Technology

Overview
BioSense develops and translates advanced photonic and optoacoustic sensing technologies toward clinically relevant and deployable biomedical applications.
Our technology builds on strong scientific foundations while focusing on system integration, robustness, and relevance for real-world medical environments.

Photonic and optoacoustic sensing
BioSense technologies are based on advanced biophotonic and optoacoustic sensing principles, enabling depth-resolved and label-free interrogation of biological tissue.
By combining optical excitation with acoustic detection, optoacoustic approaches provide access to functional and structural information that is difficult to obtain with purely optical or surface-weighted methods.
Multimodal signal acquisition and data analytics
BioSense develops integrated approaches for multimodal signal acquisition, electronics, and data analytics, enabling robust extraction of clinically meaningful features from complex biomedical signals. Emphasis is placed on reproducibility, noise rejection, and quantitative performance, supporting translation from laboratory demonstrations toward relevant environments.

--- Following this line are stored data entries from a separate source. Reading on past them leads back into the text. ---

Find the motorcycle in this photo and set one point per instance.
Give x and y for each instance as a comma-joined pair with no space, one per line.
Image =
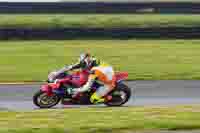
56,90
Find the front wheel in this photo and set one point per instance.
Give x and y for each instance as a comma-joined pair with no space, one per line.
42,100
120,95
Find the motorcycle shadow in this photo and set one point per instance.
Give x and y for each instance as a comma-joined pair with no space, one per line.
82,106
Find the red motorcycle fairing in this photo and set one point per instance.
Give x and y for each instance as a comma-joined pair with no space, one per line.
121,76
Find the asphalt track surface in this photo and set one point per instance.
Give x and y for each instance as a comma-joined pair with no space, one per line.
144,93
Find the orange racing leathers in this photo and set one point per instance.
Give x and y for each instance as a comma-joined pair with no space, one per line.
103,74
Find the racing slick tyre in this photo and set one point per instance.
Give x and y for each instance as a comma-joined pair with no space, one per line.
42,100
120,95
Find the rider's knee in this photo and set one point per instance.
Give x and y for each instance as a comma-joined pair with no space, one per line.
95,98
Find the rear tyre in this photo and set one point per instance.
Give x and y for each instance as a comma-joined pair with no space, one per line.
42,100
120,95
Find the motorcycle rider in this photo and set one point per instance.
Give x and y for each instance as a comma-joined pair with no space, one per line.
98,71
85,63
104,75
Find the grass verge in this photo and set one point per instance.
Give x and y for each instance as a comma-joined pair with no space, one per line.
101,20
120,120
143,59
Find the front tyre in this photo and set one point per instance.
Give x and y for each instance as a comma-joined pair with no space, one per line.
42,100
120,95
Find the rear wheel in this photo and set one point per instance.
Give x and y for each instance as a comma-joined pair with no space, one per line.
42,100
120,95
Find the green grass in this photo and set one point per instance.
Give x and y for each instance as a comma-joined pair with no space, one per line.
120,120
101,20
148,59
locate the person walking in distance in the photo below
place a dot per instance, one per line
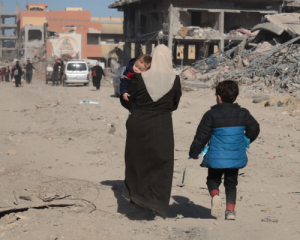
(61, 71)
(7, 71)
(12, 72)
(55, 75)
(97, 75)
(17, 74)
(29, 68)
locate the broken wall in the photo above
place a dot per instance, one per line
(70, 44)
(241, 20)
(31, 42)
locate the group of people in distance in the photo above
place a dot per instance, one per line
(16, 72)
(151, 91)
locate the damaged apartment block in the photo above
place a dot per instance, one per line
(8, 33)
(191, 28)
(31, 42)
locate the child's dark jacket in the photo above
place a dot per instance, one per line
(224, 127)
(128, 75)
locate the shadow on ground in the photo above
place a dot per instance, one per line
(182, 205)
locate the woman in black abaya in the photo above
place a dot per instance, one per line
(149, 153)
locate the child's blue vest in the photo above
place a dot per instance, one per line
(226, 149)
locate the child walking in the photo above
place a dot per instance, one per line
(136, 65)
(224, 127)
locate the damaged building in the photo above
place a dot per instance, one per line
(8, 33)
(191, 28)
(71, 34)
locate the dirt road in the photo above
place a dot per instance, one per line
(62, 166)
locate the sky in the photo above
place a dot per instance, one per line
(98, 8)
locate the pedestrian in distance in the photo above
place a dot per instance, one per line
(7, 72)
(2, 73)
(97, 73)
(62, 65)
(56, 73)
(29, 68)
(12, 73)
(225, 127)
(17, 74)
(149, 152)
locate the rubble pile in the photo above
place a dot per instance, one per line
(273, 63)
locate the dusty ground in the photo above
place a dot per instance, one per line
(54, 149)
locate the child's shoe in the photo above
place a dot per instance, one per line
(216, 206)
(229, 215)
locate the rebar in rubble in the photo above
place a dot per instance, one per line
(278, 67)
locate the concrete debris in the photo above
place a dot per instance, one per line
(268, 64)
(279, 23)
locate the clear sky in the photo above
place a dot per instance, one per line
(98, 8)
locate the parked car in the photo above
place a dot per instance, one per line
(76, 72)
(116, 80)
(49, 72)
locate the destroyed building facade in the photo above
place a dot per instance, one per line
(72, 33)
(8, 33)
(191, 28)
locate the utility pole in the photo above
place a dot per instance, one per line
(171, 20)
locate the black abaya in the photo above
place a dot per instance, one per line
(149, 153)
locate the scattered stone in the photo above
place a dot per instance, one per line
(12, 152)
(267, 219)
(112, 129)
(52, 237)
(259, 99)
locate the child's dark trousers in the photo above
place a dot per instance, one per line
(214, 179)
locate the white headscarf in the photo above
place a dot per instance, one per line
(159, 79)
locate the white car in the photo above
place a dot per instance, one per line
(76, 72)
(116, 80)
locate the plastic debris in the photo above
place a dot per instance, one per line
(89, 102)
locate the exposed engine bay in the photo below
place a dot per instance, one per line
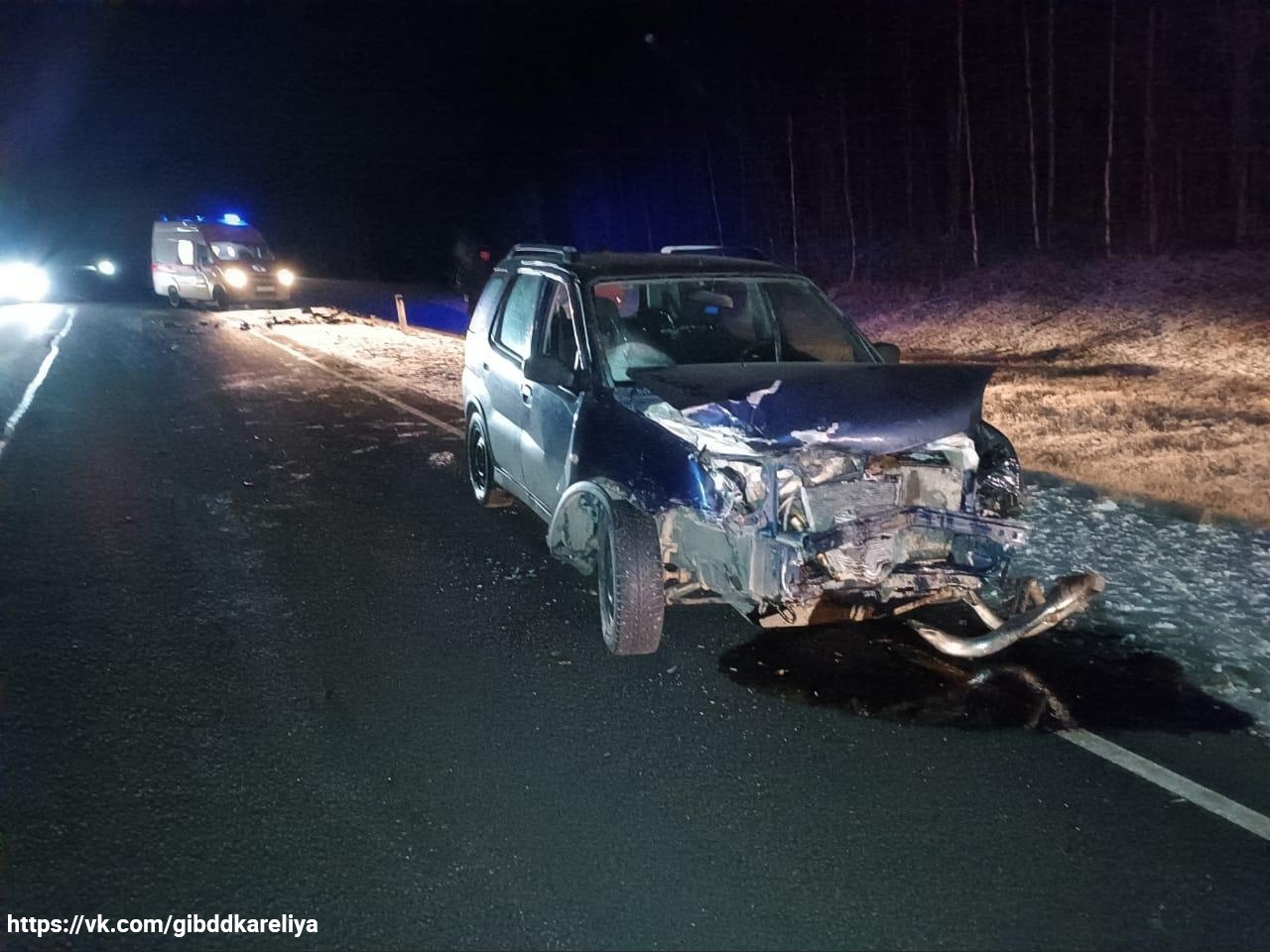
(812, 527)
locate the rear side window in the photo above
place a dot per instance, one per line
(516, 327)
(486, 303)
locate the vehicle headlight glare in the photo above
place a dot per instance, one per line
(23, 282)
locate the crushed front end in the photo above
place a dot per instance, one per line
(804, 530)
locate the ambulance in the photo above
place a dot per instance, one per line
(221, 261)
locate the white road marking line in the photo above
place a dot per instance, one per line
(1162, 777)
(54, 349)
(1150, 771)
(367, 388)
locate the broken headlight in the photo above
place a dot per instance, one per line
(998, 486)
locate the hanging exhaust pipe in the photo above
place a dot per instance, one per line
(1070, 594)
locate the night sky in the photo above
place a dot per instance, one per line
(366, 139)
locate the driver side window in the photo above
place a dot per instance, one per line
(561, 333)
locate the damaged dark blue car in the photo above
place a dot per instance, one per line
(701, 429)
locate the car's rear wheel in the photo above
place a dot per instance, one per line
(480, 466)
(629, 575)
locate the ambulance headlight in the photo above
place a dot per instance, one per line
(23, 282)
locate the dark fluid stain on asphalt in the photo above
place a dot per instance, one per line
(1064, 679)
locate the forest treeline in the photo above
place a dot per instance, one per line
(910, 140)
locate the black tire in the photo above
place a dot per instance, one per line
(480, 466)
(629, 580)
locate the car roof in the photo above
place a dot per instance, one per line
(612, 264)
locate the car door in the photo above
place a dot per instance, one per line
(511, 339)
(548, 431)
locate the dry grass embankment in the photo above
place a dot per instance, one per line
(1144, 377)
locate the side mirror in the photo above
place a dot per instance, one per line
(550, 371)
(889, 353)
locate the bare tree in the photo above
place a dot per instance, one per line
(1032, 127)
(1148, 137)
(1246, 23)
(1106, 168)
(714, 190)
(965, 117)
(846, 185)
(908, 134)
(789, 144)
(1049, 180)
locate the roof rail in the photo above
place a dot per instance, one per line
(566, 253)
(747, 252)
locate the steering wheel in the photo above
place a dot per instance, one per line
(656, 320)
(760, 348)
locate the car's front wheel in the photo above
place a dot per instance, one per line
(480, 466)
(629, 575)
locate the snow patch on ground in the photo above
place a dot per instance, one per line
(426, 361)
(1194, 592)
(1198, 593)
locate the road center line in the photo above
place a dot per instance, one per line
(367, 388)
(54, 349)
(1150, 771)
(1162, 777)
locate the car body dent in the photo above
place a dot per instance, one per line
(795, 492)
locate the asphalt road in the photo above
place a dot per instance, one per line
(263, 655)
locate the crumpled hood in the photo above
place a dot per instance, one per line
(856, 408)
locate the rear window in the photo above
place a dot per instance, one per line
(488, 303)
(516, 327)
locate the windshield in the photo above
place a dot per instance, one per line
(668, 321)
(238, 252)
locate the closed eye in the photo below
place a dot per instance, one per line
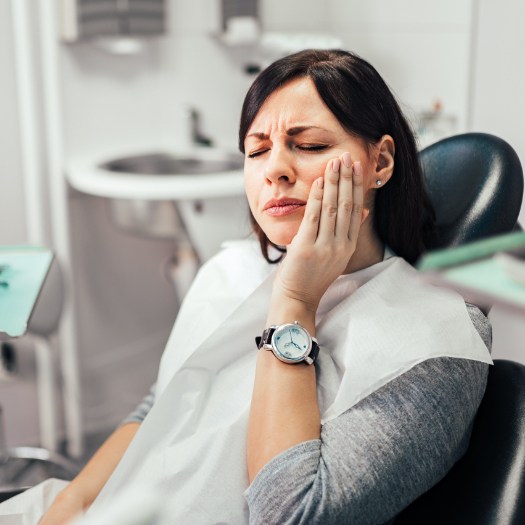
(256, 153)
(312, 147)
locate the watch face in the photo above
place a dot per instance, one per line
(291, 343)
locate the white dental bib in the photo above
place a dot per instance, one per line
(372, 326)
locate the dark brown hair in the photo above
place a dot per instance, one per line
(364, 105)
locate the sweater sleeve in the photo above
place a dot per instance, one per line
(379, 456)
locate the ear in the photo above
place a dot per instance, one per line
(385, 151)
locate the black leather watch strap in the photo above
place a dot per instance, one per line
(266, 337)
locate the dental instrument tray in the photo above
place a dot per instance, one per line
(486, 272)
(23, 270)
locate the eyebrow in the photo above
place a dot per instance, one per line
(291, 132)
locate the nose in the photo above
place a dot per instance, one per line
(279, 166)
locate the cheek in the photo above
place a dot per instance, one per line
(252, 191)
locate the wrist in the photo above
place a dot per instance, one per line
(286, 310)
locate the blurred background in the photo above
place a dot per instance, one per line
(85, 82)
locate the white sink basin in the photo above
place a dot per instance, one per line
(159, 175)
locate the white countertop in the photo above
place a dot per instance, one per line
(85, 175)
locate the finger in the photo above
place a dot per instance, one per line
(345, 197)
(309, 226)
(357, 207)
(329, 205)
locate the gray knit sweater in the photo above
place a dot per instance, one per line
(380, 455)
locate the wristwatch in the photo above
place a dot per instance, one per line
(290, 343)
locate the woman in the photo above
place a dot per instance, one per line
(333, 183)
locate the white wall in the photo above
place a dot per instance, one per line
(12, 203)
(420, 48)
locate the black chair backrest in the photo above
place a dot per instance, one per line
(486, 486)
(475, 182)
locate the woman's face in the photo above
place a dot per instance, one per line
(287, 147)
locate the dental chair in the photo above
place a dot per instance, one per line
(24, 466)
(475, 181)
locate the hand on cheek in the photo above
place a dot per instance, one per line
(327, 236)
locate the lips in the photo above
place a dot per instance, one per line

System integration and miniaturization
A key focus of BioSense is the integration and miniaturization of advanced sensing technologies toward compact, portable, and scalable configurations. This includes optical and acoustic subsystem integration, dedicated electronics, thermal and mechanical stability considerations, and system-level optimization for usability and deployment beyond laboratory settings.
Translation toward medical devices
BioSense frames its translational work downstream clinical use in mind, supporting the maturation of research-grade technologies toward non-invasive and regulatory-aware biomedical applications.
Early consideration is given to clinical workflows, usability, safety, and exploitation pathways, reducing downstream risk and supporting progression toward clinical validation.
Regulatory awareness, medical device standards considerations, and alignment with MDR and CE-marking requirements are considered early in the translational process, supporting future clinical validation pathways.

Technology disclosure and scope
Detailed technical specifications, performance metrics, and application-specific implementations are developed and disclosed in appropriate project, collaboration, or regulatory contexts. The information presented here reflects the underlying technological principles and translation approach, rather than product-specific claims.